You cannot deny it, Twitter is out there. Twitter is all around us. But is its content free to use of those who want to use it? Or is it copyrighted? The BBC reignited the flame around this discussion. Unintentionally.
During the recent Oslo attacks and the London riots, BBC used Twitter images in their press coverage.
Andy Mabbett, a blogger and amateur photographer, complained to the BBC about the way the broadcast corporation used and credited the photo he posted on Twitter. No (user) name was mentioned. The photo merely mentioned “from Twitter”.
Mabbett stated: “You may have found them via Twitter, but they would have been hosted elsewhere and taken by other photographers, whom you did not name and whose copyright you may have breached”.
The BBC’s first reaction was remarkable, to say the least: “Twitter is a social network platform which is available to most people who have a computer and therefore any content on it is not subject to the same copyright laws as it is already in the public domain.”
MarkMatters.com was amazed! So everything on Twitter is in the public domain and therefore not subject to any copyright whatsoever? What the….?

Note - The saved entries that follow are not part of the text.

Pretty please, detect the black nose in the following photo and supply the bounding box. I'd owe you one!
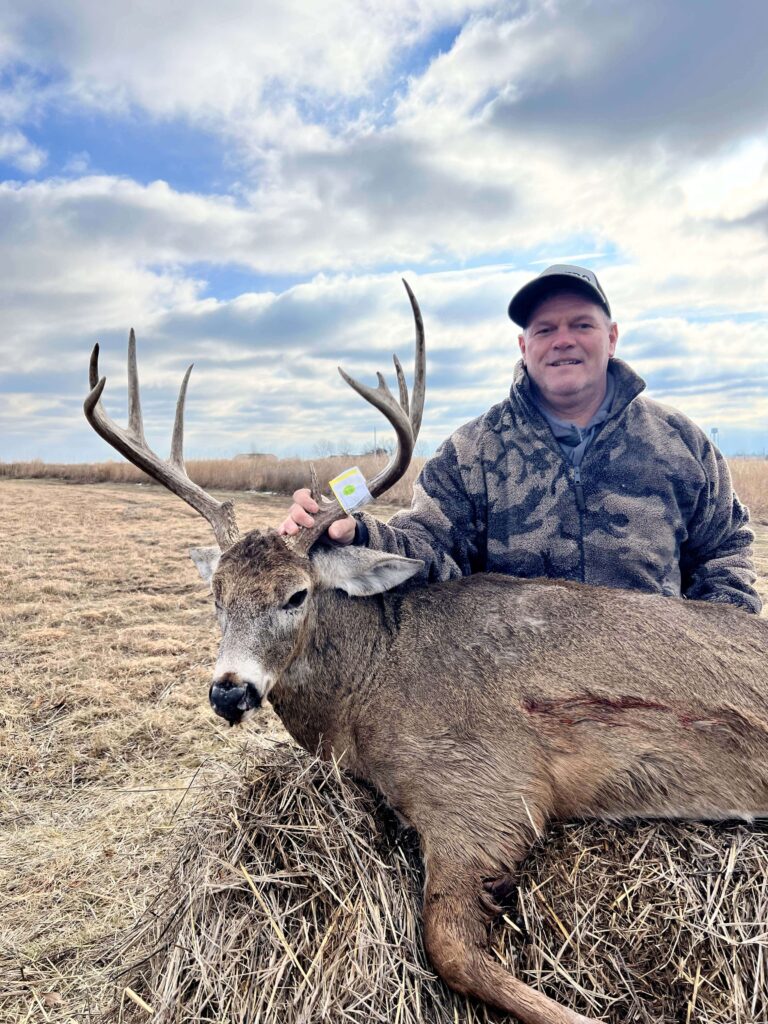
[209,675,262,726]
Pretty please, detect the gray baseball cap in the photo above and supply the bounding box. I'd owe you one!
[508,264,611,327]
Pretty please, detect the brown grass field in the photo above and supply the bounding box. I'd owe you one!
[1,454,766,522]
[1,478,767,1023]
[0,453,426,513]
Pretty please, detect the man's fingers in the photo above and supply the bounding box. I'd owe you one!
[279,488,353,541]
[292,487,319,513]
[290,504,315,529]
[327,517,356,544]
[278,504,315,536]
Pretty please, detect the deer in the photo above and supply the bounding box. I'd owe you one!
[84,282,768,1024]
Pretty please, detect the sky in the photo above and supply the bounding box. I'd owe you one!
[1,0,767,465]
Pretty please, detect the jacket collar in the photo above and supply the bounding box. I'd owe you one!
[510,357,646,424]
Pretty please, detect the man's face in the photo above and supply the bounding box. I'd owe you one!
[517,292,618,416]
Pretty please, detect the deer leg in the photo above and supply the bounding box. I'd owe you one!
[422,851,600,1024]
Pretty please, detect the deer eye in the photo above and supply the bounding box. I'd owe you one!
[283,589,308,610]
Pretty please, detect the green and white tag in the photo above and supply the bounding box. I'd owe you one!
[328,466,373,513]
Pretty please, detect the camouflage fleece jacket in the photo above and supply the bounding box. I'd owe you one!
[356,358,761,614]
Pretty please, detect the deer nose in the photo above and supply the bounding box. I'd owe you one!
[209,674,262,726]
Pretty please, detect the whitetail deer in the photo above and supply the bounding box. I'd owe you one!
[85,282,768,1024]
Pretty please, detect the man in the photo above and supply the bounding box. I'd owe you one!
[280,264,761,613]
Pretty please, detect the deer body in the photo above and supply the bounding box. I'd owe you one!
[205,530,768,1024]
[220,541,768,834]
[271,573,768,830]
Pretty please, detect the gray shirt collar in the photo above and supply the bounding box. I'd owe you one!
[528,368,617,466]
[533,369,616,440]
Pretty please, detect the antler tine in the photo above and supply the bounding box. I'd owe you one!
[346,278,425,499]
[393,354,409,417]
[126,329,147,446]
[402,278,425,441]
[337,365,414,500]
[170,364,193,472]
[309,466,323,505]
[84,333,240,551]
[288,279,425,558]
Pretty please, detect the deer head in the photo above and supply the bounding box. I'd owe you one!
[84,281,426,724]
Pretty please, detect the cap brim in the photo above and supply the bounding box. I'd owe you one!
[508,276,610,327]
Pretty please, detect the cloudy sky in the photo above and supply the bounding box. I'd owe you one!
[1,0,767,463]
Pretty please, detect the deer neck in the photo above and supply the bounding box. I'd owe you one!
[268,589,393,758]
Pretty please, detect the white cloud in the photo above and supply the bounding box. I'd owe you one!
[1,2,493,135]
[4,261,765,463]
[0,1,766,461]
[62,150,90,174]
[0,128,46,172]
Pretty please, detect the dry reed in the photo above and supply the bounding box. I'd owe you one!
[3,454,765,521]
[730,458,768,522]
[22,747,768,1024]
[0,455,425,510]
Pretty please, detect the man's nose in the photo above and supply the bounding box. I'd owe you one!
[550,325,574,345]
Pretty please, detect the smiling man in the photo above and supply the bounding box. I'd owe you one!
[515,282,617,427]
[281,265,761,614]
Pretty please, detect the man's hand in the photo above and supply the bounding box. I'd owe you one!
[278,488,357,545]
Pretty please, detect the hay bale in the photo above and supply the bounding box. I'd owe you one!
[100,745,768,1023]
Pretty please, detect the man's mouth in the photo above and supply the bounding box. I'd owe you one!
[548,359,581,367]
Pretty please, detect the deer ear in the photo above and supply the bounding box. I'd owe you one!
[190,546,221,586]
[311,546,423,596]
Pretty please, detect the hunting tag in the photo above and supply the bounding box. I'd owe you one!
[329,466,373,513]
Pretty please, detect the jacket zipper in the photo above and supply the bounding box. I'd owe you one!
[573,465,586,512]
[572,464,587,583]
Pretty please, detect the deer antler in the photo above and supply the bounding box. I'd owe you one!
[289,279,425,555]
[84,331,240,550]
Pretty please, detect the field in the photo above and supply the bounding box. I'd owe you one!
[0,454,426,512]
[1,455,766,522]
[1,478,767,1023]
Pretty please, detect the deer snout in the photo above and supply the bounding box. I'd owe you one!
[209,673,262,726]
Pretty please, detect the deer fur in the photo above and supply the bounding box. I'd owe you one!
[193,529,768,1024]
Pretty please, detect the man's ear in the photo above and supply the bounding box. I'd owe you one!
[608,321,619,356]
[311,546,423,597]
[190,546,221,586]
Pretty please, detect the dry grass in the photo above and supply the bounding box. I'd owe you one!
[730,458,768,523]
[0,454,426,510]
[2,453,764,522]
[1,479,767,1024]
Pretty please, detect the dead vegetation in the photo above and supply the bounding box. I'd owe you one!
[730,459,768,522]
[0,454,426,511]
[1,479,767,1023]
[2,454,765,520]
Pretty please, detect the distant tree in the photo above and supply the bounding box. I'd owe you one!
[362,437,394,458]
[313,438,340,458]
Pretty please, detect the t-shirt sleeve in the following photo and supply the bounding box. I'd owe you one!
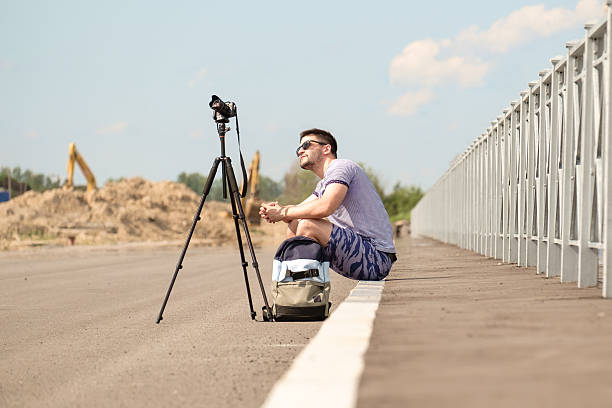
[313,179,323,198]
[323,161,356,190]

Mabbett again expressed his concerns and disappointment online, this time in a post that attracted a great deal of attention, especially in the photography community.

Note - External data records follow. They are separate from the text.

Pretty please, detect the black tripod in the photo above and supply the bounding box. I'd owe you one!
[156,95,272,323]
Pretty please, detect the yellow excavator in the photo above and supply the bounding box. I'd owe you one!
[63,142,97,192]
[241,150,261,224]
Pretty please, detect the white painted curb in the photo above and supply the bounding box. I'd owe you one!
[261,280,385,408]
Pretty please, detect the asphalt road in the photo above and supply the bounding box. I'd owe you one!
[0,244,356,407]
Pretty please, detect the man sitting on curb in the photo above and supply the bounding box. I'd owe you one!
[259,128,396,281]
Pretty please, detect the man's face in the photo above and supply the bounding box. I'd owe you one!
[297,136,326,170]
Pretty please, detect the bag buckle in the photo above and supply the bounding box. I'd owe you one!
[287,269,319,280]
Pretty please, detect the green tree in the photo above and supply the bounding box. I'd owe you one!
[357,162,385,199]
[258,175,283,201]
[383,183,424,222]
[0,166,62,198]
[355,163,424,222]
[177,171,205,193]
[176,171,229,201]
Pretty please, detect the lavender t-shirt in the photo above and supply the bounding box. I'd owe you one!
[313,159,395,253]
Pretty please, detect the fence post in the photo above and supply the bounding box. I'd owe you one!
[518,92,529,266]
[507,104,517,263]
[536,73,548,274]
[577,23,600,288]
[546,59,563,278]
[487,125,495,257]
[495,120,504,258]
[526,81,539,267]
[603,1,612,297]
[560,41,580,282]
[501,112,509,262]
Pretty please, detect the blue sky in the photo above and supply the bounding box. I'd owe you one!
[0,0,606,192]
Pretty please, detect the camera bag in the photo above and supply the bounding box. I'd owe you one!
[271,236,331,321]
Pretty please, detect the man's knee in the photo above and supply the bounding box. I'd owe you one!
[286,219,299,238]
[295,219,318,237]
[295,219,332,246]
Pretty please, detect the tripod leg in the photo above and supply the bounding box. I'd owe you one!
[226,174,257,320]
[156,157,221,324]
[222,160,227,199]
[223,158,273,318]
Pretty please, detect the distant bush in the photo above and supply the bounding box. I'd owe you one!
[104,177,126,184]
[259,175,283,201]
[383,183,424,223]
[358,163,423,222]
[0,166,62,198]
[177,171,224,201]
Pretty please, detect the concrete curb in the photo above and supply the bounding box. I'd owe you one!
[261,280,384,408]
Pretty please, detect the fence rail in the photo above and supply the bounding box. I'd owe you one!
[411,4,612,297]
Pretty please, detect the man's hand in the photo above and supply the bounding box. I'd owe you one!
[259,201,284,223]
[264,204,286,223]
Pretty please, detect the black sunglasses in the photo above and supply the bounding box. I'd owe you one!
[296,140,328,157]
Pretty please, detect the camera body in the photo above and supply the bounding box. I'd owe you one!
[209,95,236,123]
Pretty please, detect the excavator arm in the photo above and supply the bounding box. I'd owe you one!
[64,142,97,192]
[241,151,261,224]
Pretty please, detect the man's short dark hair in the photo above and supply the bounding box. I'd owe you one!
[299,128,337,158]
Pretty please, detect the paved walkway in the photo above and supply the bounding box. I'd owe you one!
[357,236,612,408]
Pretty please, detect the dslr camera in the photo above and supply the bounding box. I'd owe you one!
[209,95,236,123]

In response to the massive attention, Chris Hamilton, social media editor at the BBC, commented that the BBC was now “checking out the complaint response quoted above but, on the face of it, it’s wrong and isn’t the position of BBC News.” Ah well, that’s good to hear. And Hamilton continued: “We want to do right by potential contributors and our audience – it’s not in our interests to annoy them – and this is a good opportunity to remind ourselves of that.”
Meanwhile the BBC has issued an official statement and confirmed that the initial response “doesn’t represent BBC policy.” and added: “In terms of permission and attribution, we make every effort to contact people who’ve taken photos we want to use in our coverage and ask for their permission before doing so. However, in exceptional situations, where there is a strong public interest and often time constraints, such as a major news story like the recent Norway attacks or rioting in England, we may use a photo before we’ve cleared it.”